Uncoupling protein 1 (UCP1) is a
proton transporter/channel residing on the inner mitochondrial membrane and is involved in cellular heat production. Using immunohistochemistry, we investigated the expression of UCP1 and UCP3 in a series of 98 patients with
non-small cell lung cancer (NSCLC) treated with surgery. Expression patterns were correlated with histopathological variables, prognosis, and the expression of
enzymes/
proteins related to cell metabolism. Bronchial epithelium did not express UCP1 or UCP3, while alveolar cells strongly expressed UCP1. In
tumors, strong expression of UCP1 and UCP3 was recorded in 43/98 (43.8%) and 27/98 (27.6%) cases, respectively. UCP1 was significantly associated with squamous cell histology (P = 0.05), whilst UCP3 was more frequently overexpressed in
large cell carcinomas (P = 0.08), and was inversely related to
necrosis (P = 0.009).
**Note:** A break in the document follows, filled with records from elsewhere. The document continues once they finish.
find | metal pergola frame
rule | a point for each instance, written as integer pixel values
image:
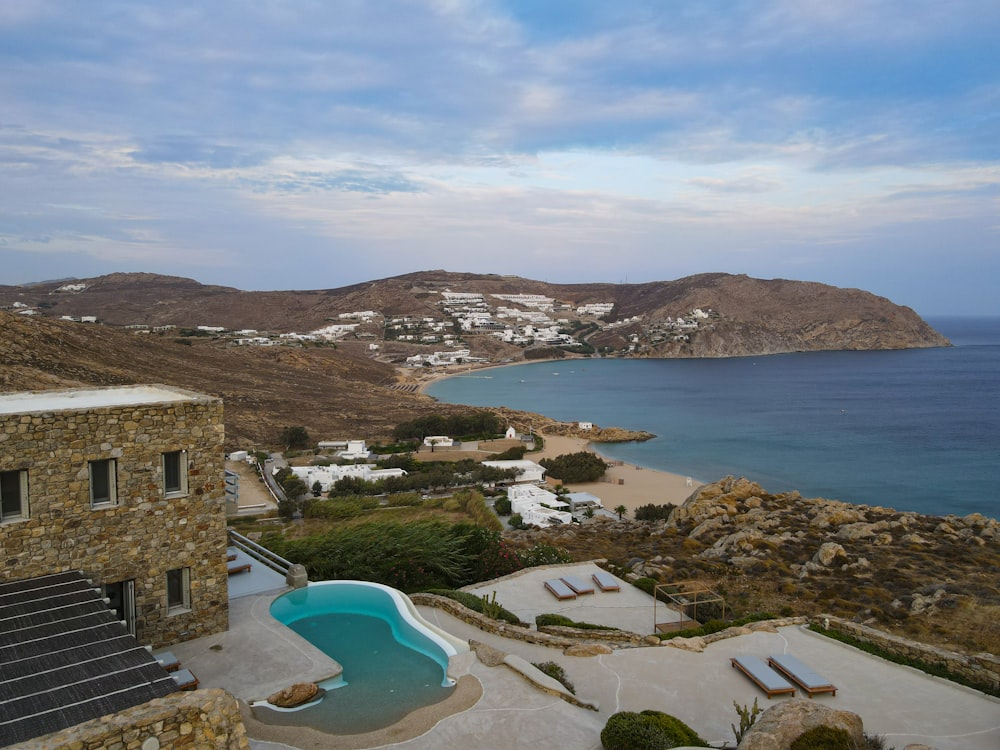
(684, 595)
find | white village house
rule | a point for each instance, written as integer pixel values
(328, 475)
(527, 471)
(538, 506)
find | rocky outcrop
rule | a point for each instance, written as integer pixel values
(294, 695)
(782, 724)
(791, 555)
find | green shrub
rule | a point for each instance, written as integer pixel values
(557, 673)
(475, 603)
(542, 554)
(648, 730)
(583, 466)
(551, 619)
(714, 626)
(631, 731)
(340, 508)
(404, 499)
(823, 738)
(678, 732)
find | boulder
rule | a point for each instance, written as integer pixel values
(488, 655)
(294, 695)
(827, 553)
(780, 725)
(696, 643)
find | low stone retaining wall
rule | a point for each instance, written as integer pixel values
(488, 624)
(196, 719)
(588, 634)
(981, 669)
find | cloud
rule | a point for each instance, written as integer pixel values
(584, 138)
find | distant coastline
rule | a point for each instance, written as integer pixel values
(916, 430)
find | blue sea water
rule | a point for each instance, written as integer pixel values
(913, 430)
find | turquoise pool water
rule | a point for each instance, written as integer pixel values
(392, 665)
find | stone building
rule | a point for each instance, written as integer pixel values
(125, 484)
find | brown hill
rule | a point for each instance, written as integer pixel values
(750, 316)
(332, 392)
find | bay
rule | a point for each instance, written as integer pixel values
(914, 430)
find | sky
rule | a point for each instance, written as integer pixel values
(312, 144)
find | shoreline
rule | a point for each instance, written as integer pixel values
(631, 485)
(625, 484)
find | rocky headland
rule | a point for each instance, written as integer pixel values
(930, 578)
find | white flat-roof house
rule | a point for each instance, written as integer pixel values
(438, 441)
(328, 475)
(527, 471)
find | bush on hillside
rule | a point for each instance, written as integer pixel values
(824, 738)
(475, 603)
(648, 730)
(541, 553)
(410, 556)
(583, 466)
(564, 622)
(557, 673)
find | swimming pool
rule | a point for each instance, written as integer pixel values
(394, 661)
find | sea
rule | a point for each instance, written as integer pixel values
(915, 430)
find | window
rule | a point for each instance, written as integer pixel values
(13, 495)
(178, 590)
(103, 490)
(175, 473)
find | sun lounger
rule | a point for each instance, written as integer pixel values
(578, 585)
(605, 581)
(559, 590)
(763, 676)
(185, 679)
(168, 661)
(801, 675)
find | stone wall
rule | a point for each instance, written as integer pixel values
(488, 624)
(144, 533)
(198, 719)
(981, 669)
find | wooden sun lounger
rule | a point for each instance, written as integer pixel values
(559, 590)
(605, 581)
(763, 676)
(185, 679)
(801, 675)
(578, 585)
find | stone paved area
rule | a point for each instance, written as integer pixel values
(904, 705)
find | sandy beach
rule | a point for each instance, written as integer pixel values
(624, 484)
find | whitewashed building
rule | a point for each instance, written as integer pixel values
(537, 506)
(527, 471)
(327, 476)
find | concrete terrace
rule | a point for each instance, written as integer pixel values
(258, 656)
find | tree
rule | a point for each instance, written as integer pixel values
(295, 437)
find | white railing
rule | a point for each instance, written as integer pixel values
(259, 553)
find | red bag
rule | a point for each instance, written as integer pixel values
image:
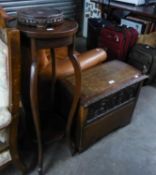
(117, 40)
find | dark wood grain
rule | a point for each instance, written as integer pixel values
(62, 35)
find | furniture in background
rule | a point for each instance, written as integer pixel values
(147, 11)
(10, 101)
(108, 97)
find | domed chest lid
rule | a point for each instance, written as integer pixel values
(40, 17)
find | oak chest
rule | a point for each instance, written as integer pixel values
(108, 97)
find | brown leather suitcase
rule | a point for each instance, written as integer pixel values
(109, 94)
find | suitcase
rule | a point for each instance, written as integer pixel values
(143, 57)
(117, 40)
(94, 27)
(108, 97)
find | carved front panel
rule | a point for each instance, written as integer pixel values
(107, 104)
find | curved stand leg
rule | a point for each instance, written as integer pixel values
(53, 77)
(76, 97)
(35, 112)
(13, 139)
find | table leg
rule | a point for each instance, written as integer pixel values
(34, 104)
(77, 91)
(53, 62)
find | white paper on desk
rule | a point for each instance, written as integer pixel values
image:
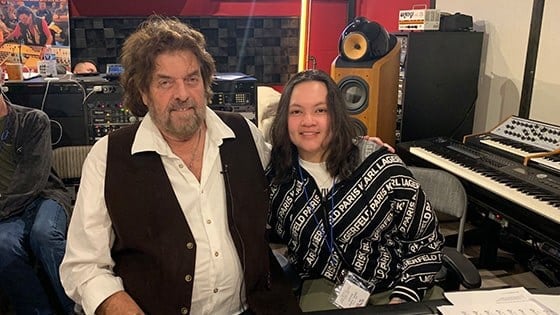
(550, 301)
(479, 297)
(513, 308)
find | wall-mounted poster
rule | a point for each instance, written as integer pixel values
(28, 26)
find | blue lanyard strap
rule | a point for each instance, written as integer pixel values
(327, 214)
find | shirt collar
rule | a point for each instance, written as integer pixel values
(149, 138)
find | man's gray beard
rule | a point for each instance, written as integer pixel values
(188, 129)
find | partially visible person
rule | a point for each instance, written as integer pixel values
(84, 67)
(34, 210)
(170, 217)
(44, 12)
(31, 29)
(346, 209)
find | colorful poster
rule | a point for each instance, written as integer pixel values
(28, 26)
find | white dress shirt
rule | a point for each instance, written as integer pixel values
(87, 268)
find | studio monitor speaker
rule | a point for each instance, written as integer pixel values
(370, 90)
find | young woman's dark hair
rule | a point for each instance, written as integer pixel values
(341, 155)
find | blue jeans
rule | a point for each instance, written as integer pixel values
(37, 234)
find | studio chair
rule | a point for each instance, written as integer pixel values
(67, 162)
(449, 199)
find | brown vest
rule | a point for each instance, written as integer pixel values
(154, 249)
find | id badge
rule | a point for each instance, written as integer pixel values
(351, 291)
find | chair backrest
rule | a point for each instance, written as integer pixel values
(446, 195)
(68, 161)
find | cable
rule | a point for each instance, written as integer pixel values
(462, 122)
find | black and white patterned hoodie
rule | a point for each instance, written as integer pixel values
(382, 225)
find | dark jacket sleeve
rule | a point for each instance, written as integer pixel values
(33, 154)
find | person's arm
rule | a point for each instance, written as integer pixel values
(119, 303)
(86, 271)
(421, 242)
(34, 159)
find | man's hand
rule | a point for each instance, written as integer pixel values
(119, 303)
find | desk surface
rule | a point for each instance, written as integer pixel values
(422, 308)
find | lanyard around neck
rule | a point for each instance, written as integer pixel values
(327, 214)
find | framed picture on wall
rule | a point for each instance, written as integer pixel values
(28, 26)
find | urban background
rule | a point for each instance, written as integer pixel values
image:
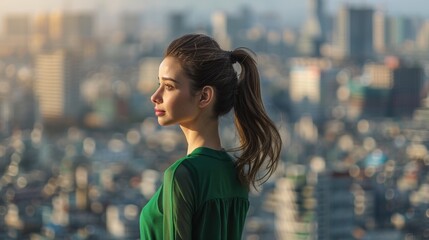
(81, 151)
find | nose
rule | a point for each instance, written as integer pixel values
(156, 96)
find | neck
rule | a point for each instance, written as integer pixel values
(202, 135)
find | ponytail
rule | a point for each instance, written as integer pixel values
(260, 141)
(206, 64)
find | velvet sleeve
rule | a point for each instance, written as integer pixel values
(178, 203)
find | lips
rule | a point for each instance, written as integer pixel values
(159, 112)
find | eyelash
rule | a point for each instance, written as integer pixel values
(168, 87)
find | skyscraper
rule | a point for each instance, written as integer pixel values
(57, 86)
(406, 93)
(354, 33)
(314, 29)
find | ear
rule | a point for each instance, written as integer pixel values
(206, 96)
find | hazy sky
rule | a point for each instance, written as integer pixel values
(292, 11)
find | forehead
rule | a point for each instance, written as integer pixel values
(170, 68)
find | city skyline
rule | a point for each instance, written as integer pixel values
(292, 13)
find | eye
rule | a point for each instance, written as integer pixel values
(169, 87)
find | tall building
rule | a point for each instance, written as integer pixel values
(314, 30)
(220, 29)
(354, 33)
(312, 87)
(406, 93)
(295, 214)
(16, 29)
(57, 86)
(379, 32)
(335, 206)
(177, 24)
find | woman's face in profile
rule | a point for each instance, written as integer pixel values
(174, 103)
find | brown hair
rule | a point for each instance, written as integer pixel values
(206, 64)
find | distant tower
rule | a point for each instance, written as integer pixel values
(57, 87)
(220, 29)
(354, 33)
(177, 25)
(314, 29)
(406, 93)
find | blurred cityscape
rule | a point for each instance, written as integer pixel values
(81, 151)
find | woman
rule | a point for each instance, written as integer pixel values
(204, 195)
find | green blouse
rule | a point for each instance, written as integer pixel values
(200, 198)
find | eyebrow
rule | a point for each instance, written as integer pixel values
(169, 79)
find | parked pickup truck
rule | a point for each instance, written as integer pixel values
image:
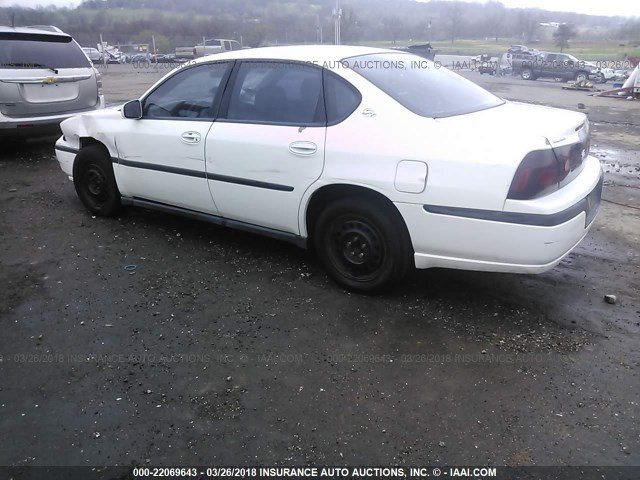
(552, 65)
(212, 46)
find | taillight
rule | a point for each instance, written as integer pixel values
(537, 174)
(99, 81)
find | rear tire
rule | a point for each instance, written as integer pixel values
(364, 245)
(94, 181)
(580, 76)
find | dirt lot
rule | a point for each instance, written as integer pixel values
(226, 348)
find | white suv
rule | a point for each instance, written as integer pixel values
(45, 77)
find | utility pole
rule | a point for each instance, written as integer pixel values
(337, 13)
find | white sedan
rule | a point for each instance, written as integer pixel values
(376, 159)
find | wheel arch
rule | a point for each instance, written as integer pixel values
(327, 194)
(91, 142)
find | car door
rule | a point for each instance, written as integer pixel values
(550, 66)
(267, 147)
(162, 154)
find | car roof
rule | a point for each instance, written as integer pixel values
(34, 30)
(321, 54)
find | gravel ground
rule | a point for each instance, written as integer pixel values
(221, 347)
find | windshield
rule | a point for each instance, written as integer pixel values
(49, 51)
(418, 85)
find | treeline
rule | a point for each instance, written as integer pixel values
(255, 22)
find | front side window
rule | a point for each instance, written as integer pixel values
(277, 92)
(33, 51)
(189, 94)
(421, 87)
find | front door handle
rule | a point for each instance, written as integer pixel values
(191, 137)
(304, 149)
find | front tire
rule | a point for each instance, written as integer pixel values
(94, 181)
(363, 244)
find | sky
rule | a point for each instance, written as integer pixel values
(590, 7)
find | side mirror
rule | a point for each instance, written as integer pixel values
(132, 109)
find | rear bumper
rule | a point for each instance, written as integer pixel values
(42, 125)
(516, 242)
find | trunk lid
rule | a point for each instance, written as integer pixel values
(43, 74)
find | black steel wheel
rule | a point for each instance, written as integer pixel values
(94, 181)
(363, 245)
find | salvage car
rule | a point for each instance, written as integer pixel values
(45, 77)
(339, 149)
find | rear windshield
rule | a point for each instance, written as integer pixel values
(40, 51)
(418, 85)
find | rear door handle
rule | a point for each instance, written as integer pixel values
(303, 149)
(191, 137)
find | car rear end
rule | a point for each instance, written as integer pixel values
(551, 196)
(45, 77)
(504, 186)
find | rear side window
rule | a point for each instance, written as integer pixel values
(188, 94)
(29, 51)
(341, 98)
(420, 86)
(277, 92)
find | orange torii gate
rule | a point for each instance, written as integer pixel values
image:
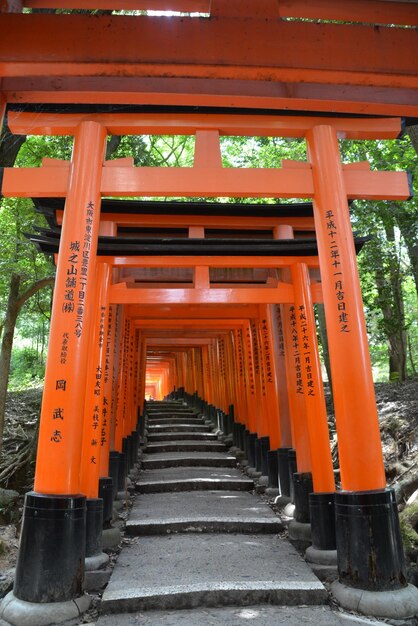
(76, 317)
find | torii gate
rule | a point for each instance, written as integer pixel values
(84, 181)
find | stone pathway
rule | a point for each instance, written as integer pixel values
(202, 540)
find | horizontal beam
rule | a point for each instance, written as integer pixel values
(282, 294)
(183, 6)
(287, 182)
(165, 91)
(371, 11)
(207, 221)
(178, 341)
(212, 261)
(258, 48)
(120, 294)
(200, 311)
(187, 124)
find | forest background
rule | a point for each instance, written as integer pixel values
(388, 263)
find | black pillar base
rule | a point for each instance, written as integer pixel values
(273, 469)
(369, 544)
(106, 494)
(50, 565)
(283, 470)
(246, 442)
(122, 472)
(302, 483)
(251, 449)
(258, 454)
(114, 470)
(265, 447)
(94, 526)
(241, 436)
(135, 446)
(292, 465)
(322, 510)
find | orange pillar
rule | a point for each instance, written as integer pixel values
(61, 427)
(91, 448)
(281, 375)
(316, 421)
(57, 482)
(107, 403)
(270, 384)
(359, 444)
(295, 389)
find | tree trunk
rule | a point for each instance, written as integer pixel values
(324, 340)
(14, 304)
(394, 327)
(7, 344)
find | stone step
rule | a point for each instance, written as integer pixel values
(153, 485)
(186, 436)
(191, 459)
(213, 511)
(180, 571)
(185, 446)
(176, 420)
(178, 428)
(260, 615)
(187, 472)
(169, 412)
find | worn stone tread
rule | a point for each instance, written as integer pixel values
(221, 569)
(185, 473)
(178, 428)
(175, 459)
(175, 436)
(194, 484)
(185, 446)
(260, 615)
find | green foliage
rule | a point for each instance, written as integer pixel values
(408, 519)
(27, 368)
(388, 266)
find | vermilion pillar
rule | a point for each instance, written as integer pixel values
(359, 445)
(316, 421)
(57, 536)
(369, 545)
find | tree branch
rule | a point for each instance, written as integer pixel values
(40, 284)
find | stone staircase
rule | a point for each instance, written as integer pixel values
(201, 538)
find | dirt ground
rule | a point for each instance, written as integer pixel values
(398, 413)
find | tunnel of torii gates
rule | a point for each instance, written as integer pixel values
(211, 303)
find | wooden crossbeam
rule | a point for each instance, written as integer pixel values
(287, 182)
(190, 123)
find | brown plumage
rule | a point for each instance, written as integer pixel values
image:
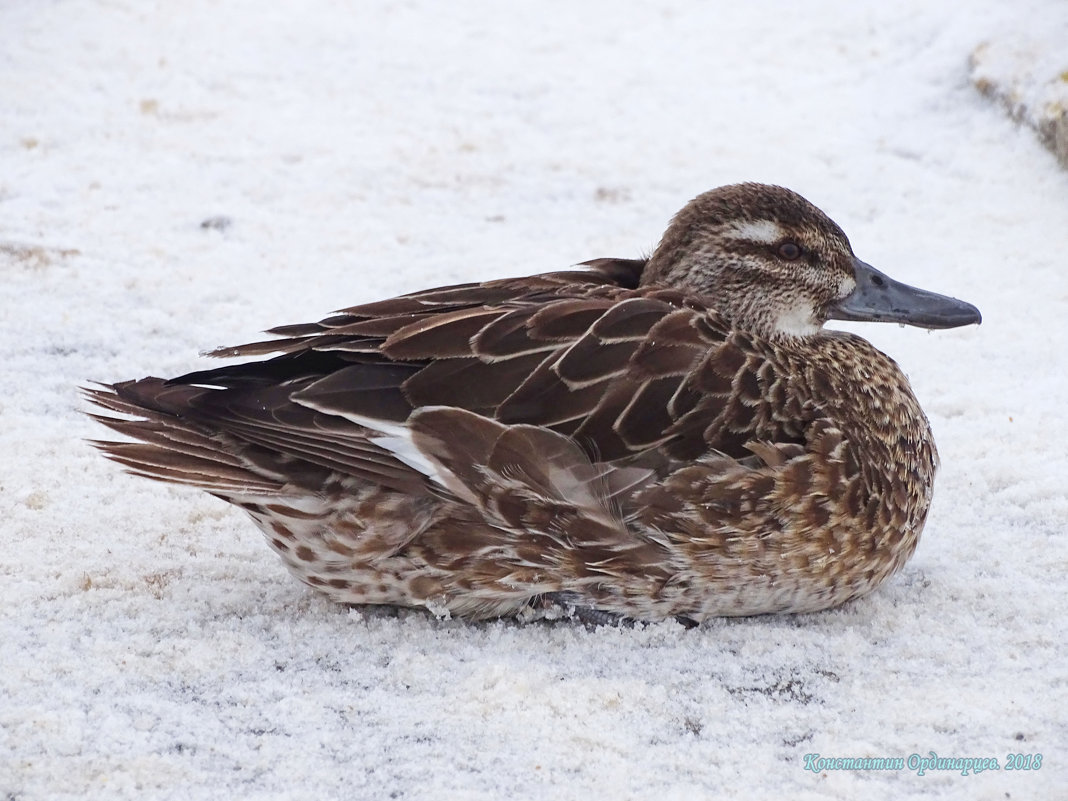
(677, 437)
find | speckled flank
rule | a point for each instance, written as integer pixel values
(638, 439)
In linear regression analysis, UCP1 was directly related to markers of glycolysis [
hexokinase (HXKII) and
phosphofructokinase (PFK1)] and anaerobic
glucose metabolism [
pyruvate dehydrogenase kinase (PDK1) and
lactate dehydrogenase (LDH5)]. UCP3 was directly linked with a
glucose transporter (GLUT2), monocarboxylate transporter (MCT2), glycolysis markers (PFK1 and
aldolase), and with the phosphorylation of
pyruvate dehydrogenase (pPDH). Kaplan-Meier survival analysis showed that UCP3 was significantly related to poor prognosis in
squamous cell carcinomas (P = 0.04). UCP1 and UCP3 are overexpressed in a large subgroup of non-small cell lung
tumors and their expression coincides with increased
glucose absorption, intensified glycolysis, and anaerobic
glucose usage. Whether UCPs are targets for therapeutic interventions in
lung cancer is a hypothesis that demands further investigation.